Lo que sí se asegura es que un día la ciudad de México supo que desde la villa de
Córdoba había sido traída a las sombrías cárceles del Santo Oficio.
Noticia tan estupenda, escapada Dios sabe cómo de los impenetrables secretos de
la Inquisición, fue causa de atención profunda en todas las clases de la sociedad, y
entre los platicones de las tiendas del Parián se habló mucho de aquel suceso y hasta
hubo un atrevido que sostuvo que la Mulata, no era hechicera, ni bruja, ni cosa
parecida, y que el haber caído en garras del Santo Tribunal, lo debía a una inmensa
fortuna, consistente en diez grandes barriles de barro, llenos de polvo de oro. Otro de
los tertulianos aseguró que además de esto se hallaba de por medio un amante
desairado, que ciego de despecho, denunció en Córdoba a la Mulata, porque ésta no
había correspondido a sus amores.
Pasaron los años, las hablillas se olvidaron, hasta que otro día de nuevo supo la
ciudad con asombro, que en el próximo auto de fe que se preparaba, la hechicera,
saldría con coroza y vela verde. Pero el asombro creció de punto cuando pasados
algunos días se dijo que el pájaro había volado hasta Manila, burlando la vigilancia
de sus carceleros… más bien dicho, saliéndose delante de uno de ellos.

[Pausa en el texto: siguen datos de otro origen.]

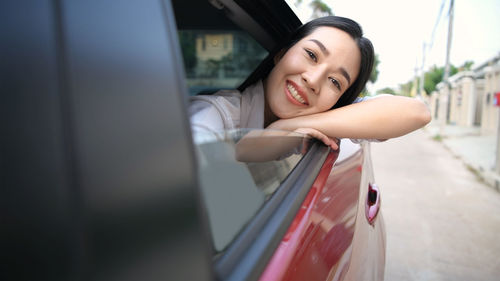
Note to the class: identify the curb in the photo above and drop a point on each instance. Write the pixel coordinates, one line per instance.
(483, 174)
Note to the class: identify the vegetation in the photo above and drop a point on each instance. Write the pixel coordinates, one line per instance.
(320, 9)
(387, 90)
(432, 77)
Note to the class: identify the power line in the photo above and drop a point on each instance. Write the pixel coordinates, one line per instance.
(436, 24)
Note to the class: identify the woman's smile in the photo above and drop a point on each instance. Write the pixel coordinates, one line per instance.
(295, 95)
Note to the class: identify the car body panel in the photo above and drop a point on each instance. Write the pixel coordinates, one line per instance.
(320, 242)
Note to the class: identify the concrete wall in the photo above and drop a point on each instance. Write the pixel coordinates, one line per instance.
(489, 118)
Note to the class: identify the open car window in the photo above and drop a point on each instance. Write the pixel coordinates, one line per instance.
(237, 175)
(217, 54)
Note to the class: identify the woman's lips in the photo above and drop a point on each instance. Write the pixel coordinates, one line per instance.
(294, 95)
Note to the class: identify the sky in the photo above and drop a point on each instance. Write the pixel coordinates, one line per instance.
(399, 28)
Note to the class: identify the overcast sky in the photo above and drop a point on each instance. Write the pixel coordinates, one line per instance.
(398, 28)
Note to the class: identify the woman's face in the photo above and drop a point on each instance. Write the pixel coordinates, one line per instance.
(313, 74)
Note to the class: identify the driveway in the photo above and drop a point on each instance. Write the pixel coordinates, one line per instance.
(442, 222)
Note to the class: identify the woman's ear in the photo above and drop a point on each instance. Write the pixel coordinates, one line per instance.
(279, 55)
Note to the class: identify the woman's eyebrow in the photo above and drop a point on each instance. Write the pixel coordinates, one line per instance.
(326, 52)
(321, 46)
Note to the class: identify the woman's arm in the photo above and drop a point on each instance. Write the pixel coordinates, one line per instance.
(382, 117)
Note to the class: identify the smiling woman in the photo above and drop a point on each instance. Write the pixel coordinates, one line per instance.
(311, 84)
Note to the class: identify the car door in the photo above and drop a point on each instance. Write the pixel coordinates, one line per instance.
(98, 177)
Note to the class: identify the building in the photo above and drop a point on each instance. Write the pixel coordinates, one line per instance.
(466, 91)
(490, 70)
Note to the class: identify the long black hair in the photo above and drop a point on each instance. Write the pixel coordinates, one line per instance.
(349, 26)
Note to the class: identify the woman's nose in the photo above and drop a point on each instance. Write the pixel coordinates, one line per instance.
(312, 79)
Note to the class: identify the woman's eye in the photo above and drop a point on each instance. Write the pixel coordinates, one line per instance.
(311, 55)
(335, 83)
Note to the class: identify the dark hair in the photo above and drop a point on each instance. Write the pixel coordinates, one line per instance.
(345, 24)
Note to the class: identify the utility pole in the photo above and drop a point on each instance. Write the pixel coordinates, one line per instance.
(422, 72)
(446, 77)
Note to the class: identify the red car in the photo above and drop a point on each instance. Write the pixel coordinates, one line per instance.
(101, 177)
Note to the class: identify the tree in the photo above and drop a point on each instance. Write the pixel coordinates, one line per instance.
(320, 9)
(466, 66)
(435, 76)
(405, 89)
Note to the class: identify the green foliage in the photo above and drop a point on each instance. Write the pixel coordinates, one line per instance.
(320, 9)
(188, 47)
(466, 66)
(375, 72)
(405, 89)
(435, 76)
(387, 90)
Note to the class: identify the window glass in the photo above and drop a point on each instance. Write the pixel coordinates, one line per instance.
(239, 171)
(220, 59)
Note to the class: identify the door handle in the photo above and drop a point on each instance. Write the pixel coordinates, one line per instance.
(372, 203)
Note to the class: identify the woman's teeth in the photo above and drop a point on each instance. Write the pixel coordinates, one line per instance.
(295, 94)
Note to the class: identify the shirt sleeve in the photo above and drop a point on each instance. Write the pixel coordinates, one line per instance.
(361, 99)
(206, 121)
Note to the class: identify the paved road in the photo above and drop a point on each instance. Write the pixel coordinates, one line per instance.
(442, 223)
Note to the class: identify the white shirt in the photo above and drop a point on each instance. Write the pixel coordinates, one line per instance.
(227, 110)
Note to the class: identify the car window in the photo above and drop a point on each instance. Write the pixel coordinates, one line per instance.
(236, 184)
(218, 59)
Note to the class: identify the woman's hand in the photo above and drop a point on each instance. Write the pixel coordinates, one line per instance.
(331, 142)
(383, 117)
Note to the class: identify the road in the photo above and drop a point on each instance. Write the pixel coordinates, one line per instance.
(442, 223)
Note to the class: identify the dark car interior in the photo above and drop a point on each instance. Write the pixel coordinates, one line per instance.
(98, 170)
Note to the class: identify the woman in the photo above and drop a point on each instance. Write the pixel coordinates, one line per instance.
(310, 85)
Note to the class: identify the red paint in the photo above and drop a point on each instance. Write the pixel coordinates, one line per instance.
(322, 231)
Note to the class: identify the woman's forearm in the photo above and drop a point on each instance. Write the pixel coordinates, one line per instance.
(377, 118)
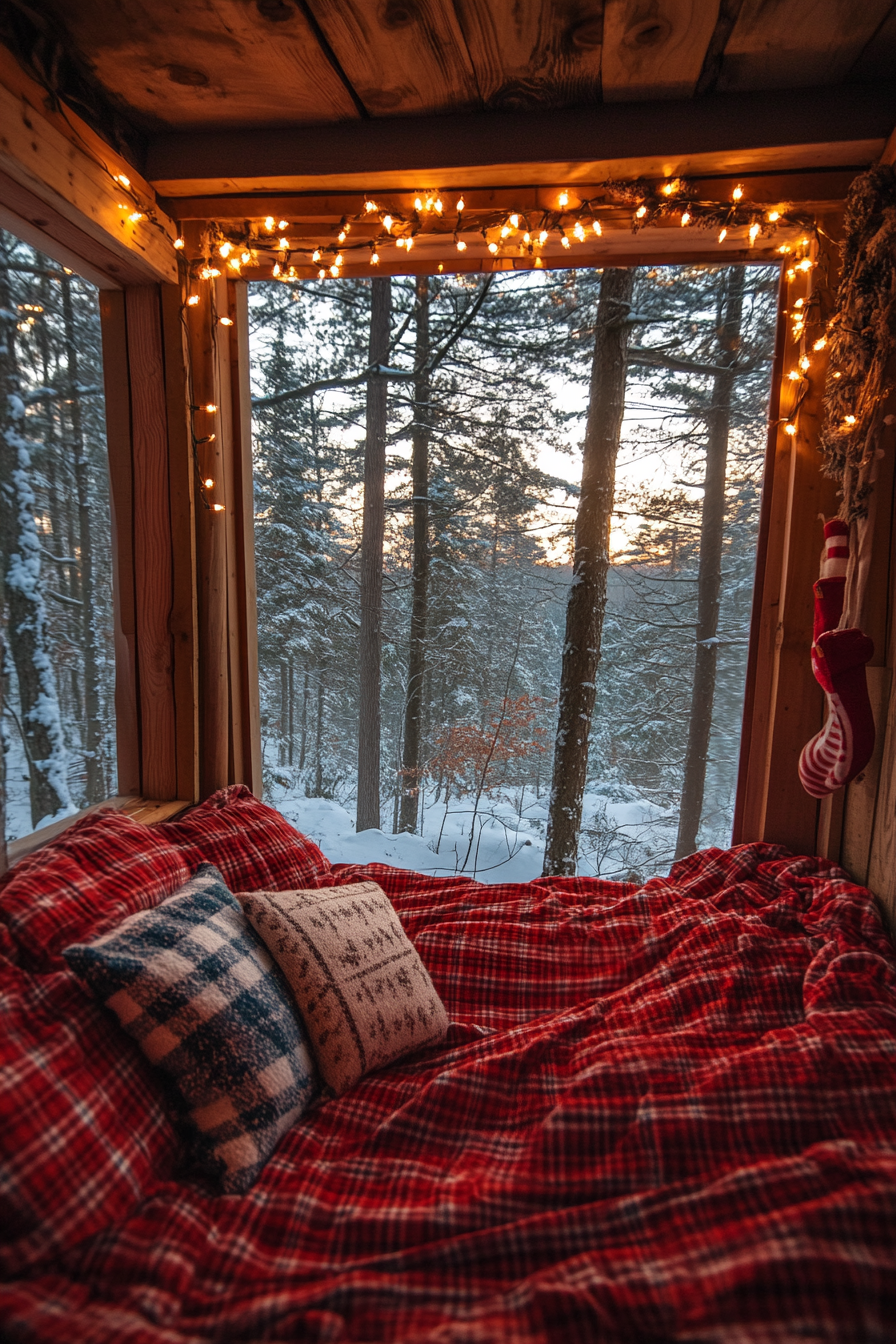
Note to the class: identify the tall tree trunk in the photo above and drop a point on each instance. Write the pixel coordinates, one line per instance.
(411, 762)
(89, 641)
(4, 742)
(372, 534)
(590, 562)
(709, 569)
(284, 711)
(27, 618)
(304, 741)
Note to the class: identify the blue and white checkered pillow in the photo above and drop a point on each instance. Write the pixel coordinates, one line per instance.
(199, 992)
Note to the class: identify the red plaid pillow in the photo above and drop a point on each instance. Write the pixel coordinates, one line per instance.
(94, 875)
(83, 1130)
(251, 844)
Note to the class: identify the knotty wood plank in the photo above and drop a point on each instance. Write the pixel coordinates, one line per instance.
(152, 542)
(654, 49)
(141, 809)
(183, 539)
(121, 501)
(215, 62)
(304, 211)
(245, 535)
(402, 55)
(51, 176)
(724, 133)
(864, 793)
(787, 703)
(798, 42)
(528, 55)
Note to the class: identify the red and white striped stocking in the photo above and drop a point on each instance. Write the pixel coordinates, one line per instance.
(838, 657)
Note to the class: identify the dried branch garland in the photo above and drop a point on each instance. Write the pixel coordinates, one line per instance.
(863, 339)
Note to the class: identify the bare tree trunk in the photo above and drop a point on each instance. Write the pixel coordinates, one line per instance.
(591, 559)
(372, 534)
(304, 741)
(4, 742)
(89, 643)
(709, 569)
(421, 570)
(319, 737)
(27, 618)
(292, 714)
(284, 711)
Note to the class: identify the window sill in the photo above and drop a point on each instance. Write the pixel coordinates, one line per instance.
(147, 811)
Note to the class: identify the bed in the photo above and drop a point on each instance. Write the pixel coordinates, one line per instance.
(660, 1113)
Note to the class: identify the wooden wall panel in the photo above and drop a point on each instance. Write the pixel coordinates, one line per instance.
(783, 702)
(798, 42)
(153, 563)
(184, 629)
(211, 550)
(121, 499)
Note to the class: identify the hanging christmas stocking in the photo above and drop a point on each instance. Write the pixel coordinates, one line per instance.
(838, 657)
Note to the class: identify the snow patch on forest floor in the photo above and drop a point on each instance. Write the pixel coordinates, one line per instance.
(622, 835)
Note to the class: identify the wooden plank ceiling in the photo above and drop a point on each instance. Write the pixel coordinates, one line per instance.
(239, 63)
(294, 106)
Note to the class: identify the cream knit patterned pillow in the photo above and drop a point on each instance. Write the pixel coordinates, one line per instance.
(363, 991)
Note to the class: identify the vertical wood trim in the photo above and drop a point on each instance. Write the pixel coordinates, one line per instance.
(183, 538)
(211, 559)
(786, 700)
(152, 542)
(229, 421)
(114, 362)
(245, 534)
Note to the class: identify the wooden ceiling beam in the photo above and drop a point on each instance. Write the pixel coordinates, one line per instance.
(840, 127)
(798, 188)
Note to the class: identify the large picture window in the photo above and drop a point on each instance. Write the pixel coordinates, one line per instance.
(58, 725)
(489, 386)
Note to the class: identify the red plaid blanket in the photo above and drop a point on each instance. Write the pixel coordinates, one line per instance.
(660, 1114)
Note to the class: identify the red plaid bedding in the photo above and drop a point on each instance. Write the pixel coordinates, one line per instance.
(660, 1114)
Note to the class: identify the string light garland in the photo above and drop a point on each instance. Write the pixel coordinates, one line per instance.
(513, 233)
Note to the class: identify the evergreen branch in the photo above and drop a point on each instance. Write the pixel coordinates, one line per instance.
(324, 383)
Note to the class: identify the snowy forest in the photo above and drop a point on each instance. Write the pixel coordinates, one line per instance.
(484, 387)
(57, 659)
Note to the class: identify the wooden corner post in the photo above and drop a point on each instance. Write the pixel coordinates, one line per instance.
(783, 703)
(220, 415)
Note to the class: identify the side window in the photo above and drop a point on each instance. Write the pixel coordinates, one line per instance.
(57, 672)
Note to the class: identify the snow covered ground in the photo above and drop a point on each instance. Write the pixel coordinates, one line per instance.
(622, 835)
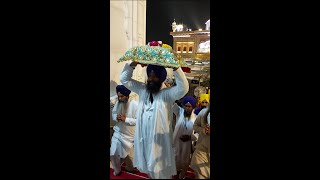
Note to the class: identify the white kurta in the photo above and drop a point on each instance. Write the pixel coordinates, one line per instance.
(184, 126)
(123, 136)
(153, 152)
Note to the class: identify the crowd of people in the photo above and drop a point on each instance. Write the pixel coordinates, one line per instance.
(156, 135)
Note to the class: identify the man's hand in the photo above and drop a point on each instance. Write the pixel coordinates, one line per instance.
(185, 138)
(207, 129)
(121, 117)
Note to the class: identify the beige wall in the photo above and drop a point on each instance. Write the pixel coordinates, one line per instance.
(127, 29)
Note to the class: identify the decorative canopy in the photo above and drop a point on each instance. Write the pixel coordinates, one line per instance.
(154, 54)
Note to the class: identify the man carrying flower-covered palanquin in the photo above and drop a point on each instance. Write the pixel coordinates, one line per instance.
(153, 152)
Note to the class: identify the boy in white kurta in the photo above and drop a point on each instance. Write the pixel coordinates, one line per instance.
(153, 152)
(124, 113)
(183, 133)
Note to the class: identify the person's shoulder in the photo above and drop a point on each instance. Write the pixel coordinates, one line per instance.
(133, 102)
(202, 111)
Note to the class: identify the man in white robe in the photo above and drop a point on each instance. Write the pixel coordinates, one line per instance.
(153, 152)
(200, 161)
(183, 134)
(124, 113)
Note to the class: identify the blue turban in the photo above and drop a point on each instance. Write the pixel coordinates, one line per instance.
(159, 71)
(123, 90)
(189, 99)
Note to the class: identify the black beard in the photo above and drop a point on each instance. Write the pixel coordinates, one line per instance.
(153, 87)
(187, 114)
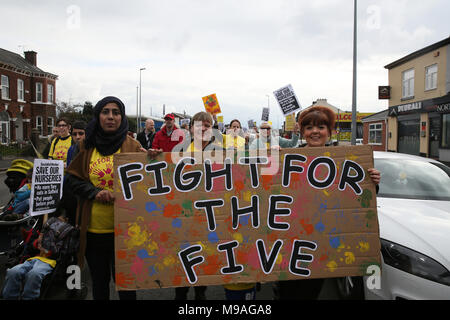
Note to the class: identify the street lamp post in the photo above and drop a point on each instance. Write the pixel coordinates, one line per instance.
(137, 109)
(353, 141)
(140, 98)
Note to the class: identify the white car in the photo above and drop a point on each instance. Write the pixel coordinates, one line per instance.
(414, 218)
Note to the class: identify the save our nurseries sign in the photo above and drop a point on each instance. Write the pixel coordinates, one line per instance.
(190, 222)
(46, 186)
(287, 100)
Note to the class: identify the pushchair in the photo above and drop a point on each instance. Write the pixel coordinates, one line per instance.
(10, 231)
(17, 236)
(54, 285)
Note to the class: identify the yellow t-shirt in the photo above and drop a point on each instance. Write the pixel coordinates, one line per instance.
(58, 150)
(51, 262)
(101, 176)
(233, 142)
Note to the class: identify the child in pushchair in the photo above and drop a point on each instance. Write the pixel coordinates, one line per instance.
(20, 204)
(19, 183)
(44, 259)
(10, 235)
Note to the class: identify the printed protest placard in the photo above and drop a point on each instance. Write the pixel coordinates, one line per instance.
(211, 104)
(287, 100)
(46, 186)
(265, 114)
(209, 223)
(290, 122)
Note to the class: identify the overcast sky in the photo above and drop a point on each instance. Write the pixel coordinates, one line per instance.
(242, 50)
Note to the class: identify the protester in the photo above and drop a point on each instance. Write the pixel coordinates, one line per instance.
(146, 137)
(316, 125)
(233, 139)
(201, 138)
(268, 140)
(21, 203)
(202, 133)
(90, 175)
(62, 143)
(78, 135)
(30, 273)
(168, 137)
(55, 133)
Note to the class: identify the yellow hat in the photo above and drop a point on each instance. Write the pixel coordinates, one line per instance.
(20, 165)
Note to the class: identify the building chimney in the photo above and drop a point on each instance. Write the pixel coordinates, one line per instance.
(31, 57)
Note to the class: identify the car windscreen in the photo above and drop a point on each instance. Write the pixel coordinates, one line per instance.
(413, 179)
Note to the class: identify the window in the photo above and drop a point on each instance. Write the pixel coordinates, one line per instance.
(39, 124)
(431, 77)
(4, 127)
(375, 131)
(38, 92)
(5, 87)
(50, 93)
(50, 125)
(446, 130)
(408, 84)
(20, 90)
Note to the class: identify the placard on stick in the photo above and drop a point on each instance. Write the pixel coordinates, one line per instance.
(46, 186)
(212, 223)
(211, 104)
(287, 100)
(265, 114)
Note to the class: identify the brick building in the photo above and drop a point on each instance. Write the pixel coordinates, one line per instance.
(375, 130)
(419, 102)
(27, 97)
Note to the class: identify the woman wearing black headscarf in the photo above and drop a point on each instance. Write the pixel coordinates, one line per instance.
(90, 175)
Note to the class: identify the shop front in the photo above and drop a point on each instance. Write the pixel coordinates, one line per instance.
(422, 128)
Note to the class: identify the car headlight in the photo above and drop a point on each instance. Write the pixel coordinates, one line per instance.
(413, 262)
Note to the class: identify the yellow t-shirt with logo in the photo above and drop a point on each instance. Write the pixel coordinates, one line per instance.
(51, 262)
(233, 142)
(101, 176)
(59, 148)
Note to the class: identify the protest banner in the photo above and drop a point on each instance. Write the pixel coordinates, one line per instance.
(287, 100)
(46, 186)
(209, 223)
(265, 114)
(290, 122)
(211, 104)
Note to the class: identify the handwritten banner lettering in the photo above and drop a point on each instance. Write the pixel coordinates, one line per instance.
(195, 223)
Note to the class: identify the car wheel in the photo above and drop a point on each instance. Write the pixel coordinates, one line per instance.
(350, 288)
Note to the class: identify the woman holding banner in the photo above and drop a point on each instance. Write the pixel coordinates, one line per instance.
(61, 144)
(316, 125)
(232, 140)
(268, 140)
(90, 175)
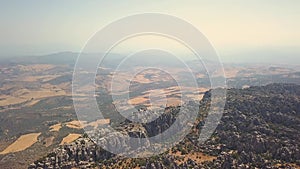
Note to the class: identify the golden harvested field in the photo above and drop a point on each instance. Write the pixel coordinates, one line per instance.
(55, 127)
(70, 138)
(22, 143)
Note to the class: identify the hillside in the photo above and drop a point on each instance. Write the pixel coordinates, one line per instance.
(258, 129)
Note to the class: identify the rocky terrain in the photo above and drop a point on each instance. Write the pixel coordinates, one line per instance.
(259, 129)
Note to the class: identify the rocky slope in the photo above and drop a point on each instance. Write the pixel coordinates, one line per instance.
(259, 128)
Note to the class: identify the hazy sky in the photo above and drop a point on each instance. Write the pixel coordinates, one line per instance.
(256, 30)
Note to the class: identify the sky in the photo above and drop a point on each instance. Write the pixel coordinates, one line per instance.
(240, 31)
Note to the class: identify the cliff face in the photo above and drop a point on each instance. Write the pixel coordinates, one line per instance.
(259, 128)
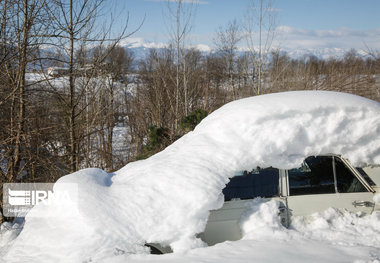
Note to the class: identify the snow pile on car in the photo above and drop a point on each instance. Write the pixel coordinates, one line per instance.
(166, 198)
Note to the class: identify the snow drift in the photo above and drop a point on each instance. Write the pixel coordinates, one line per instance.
(166, 198)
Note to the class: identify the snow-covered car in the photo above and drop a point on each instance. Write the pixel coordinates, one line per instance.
(319, 183)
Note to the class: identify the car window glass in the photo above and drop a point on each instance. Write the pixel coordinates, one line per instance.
(257, 183)
(346, 180)
(315, 176)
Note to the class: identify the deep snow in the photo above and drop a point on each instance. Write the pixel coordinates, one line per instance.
(166, 198)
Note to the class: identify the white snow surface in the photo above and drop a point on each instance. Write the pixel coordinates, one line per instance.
(166, 199)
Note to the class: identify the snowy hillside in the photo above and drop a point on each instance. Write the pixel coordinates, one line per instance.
(166, 199)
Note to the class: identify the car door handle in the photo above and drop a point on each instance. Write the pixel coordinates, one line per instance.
(363, 203)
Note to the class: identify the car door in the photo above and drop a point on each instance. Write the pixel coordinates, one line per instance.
(327, 181)
(224, 224)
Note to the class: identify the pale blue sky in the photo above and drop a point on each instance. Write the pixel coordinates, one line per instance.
(302, 23)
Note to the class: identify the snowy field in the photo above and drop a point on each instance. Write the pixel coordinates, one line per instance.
(167, 198)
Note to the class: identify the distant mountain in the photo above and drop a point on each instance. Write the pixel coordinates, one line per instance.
(141, 47)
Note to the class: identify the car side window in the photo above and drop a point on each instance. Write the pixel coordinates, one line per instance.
(257, 183)
(346, 180)
(315, 176)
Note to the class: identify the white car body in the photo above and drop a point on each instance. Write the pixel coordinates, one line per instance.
(223, 224)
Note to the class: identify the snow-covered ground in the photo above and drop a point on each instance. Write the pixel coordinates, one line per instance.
(166, 199)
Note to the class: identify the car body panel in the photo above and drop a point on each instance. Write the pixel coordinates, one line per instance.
(224, 224)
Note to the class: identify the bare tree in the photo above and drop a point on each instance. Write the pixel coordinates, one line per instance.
(260, 23)
(180, 14)
(75, 26)
(226, 42)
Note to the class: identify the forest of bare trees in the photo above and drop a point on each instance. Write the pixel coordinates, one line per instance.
(54, 123)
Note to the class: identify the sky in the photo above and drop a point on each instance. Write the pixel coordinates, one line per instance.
(301, 24)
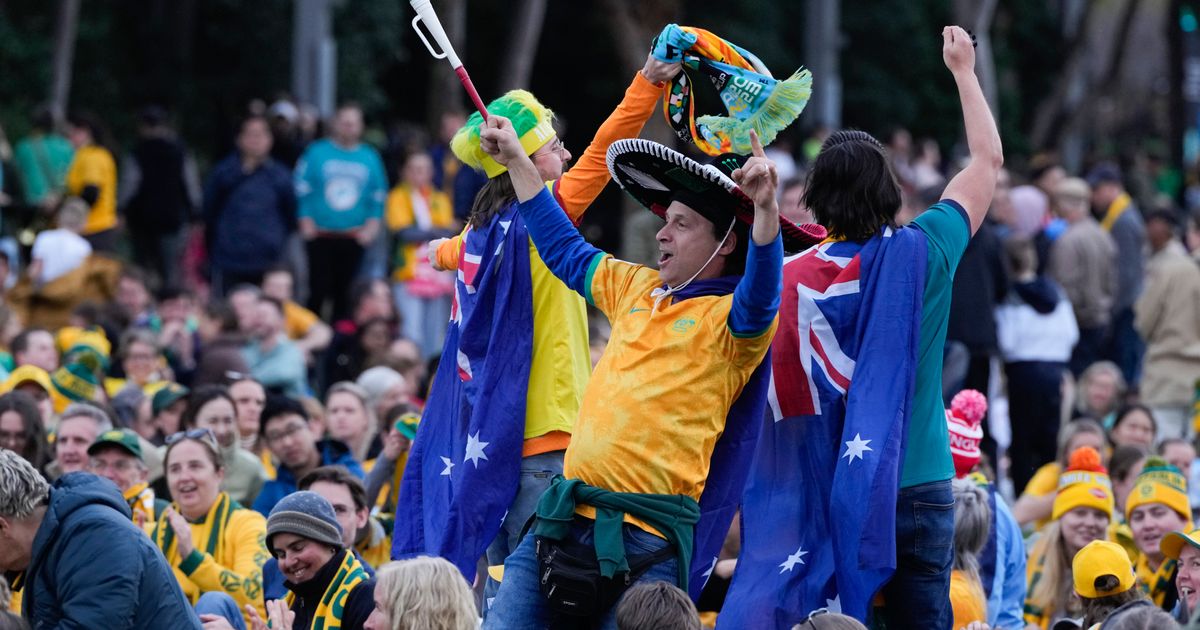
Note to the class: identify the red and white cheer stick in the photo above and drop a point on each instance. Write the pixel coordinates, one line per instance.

¿Cómo había sucedido esto? ¿Qué poder tenía aquella mujer, para dejar así con
un palmo de narices, a los muy respetables señores inquisidores?
Todos lo ignoraban. Las más extrañas y absurdas explicaciones circularon por la
ciudad. Quién afirmaba, haciendo la señal de la cruz, que todo era obra del mismo
diablo, que de incógnito se había introducido a las cárceles secretas para salvar a la
Mulata. Quién recordaba aquello de que dádivas quebrantan… rejas; y aun hubo
algún malicioso que dijese que todo lo vence el amor… y que los del Santo Oficio,
como mortales, eran también de carne y hueso.
He aquí la verdad de los hechos.
Una vez, el carcelero penetró en el inmundo calabozo de la hechicera, y quedóse
verdaderamente maravillado al contemplar en una de las paredes, un navío dibujado
con carbón por la Mulata, la cual le preguntó con tono irónico:
—¿Qué le falta a ese navío?
—¡Desgraciada mujer —contestó el interrogado— si tuvieras temor a Dios, si te
arrepintieras de tus pasadas faltas, si quisieras salvar tu alma de las horribles penas
del infierno, no estarías aquí, y ahorrarías al Santo Oficio el que te juzgase! ¡A este
barco únicamente le falta que ande! ¡Es perfecto!
—Pues si vuestra merced lo quiere, si en ello se empeña, andará, andará y muy
lejos…
—¡Cómo! ¿A ver?
—Así —dijo la Mulata. Y ligera saltó al navío, y éste, lento al principio, y
después rápido y a toda vela, desapareció con la hermosa mujer por uno de los
rincones del calabozo.
El carcelero, mudo, inmóvil, con los ojos salidos de sus órbitas, con el cabello de
punta, y con la boca abierta, vio aquello sorprendido. ¿Y después? Hable un poeta:
Cuenta la tradición, que algunos años
Después de estos sucesos, hubo un hombre,
En la casa de locos detenido,
Y que hablaba de un barco que una noche
Bajo el suelo de México cruzaba
Llevando una mujer de altivo porte.
Era el inquisidor; de la Mulata
Nada volvió a saber, mas se supone
Que en poder del demonio está gimiendo.
¡Déjenla entre las llamas los lectores!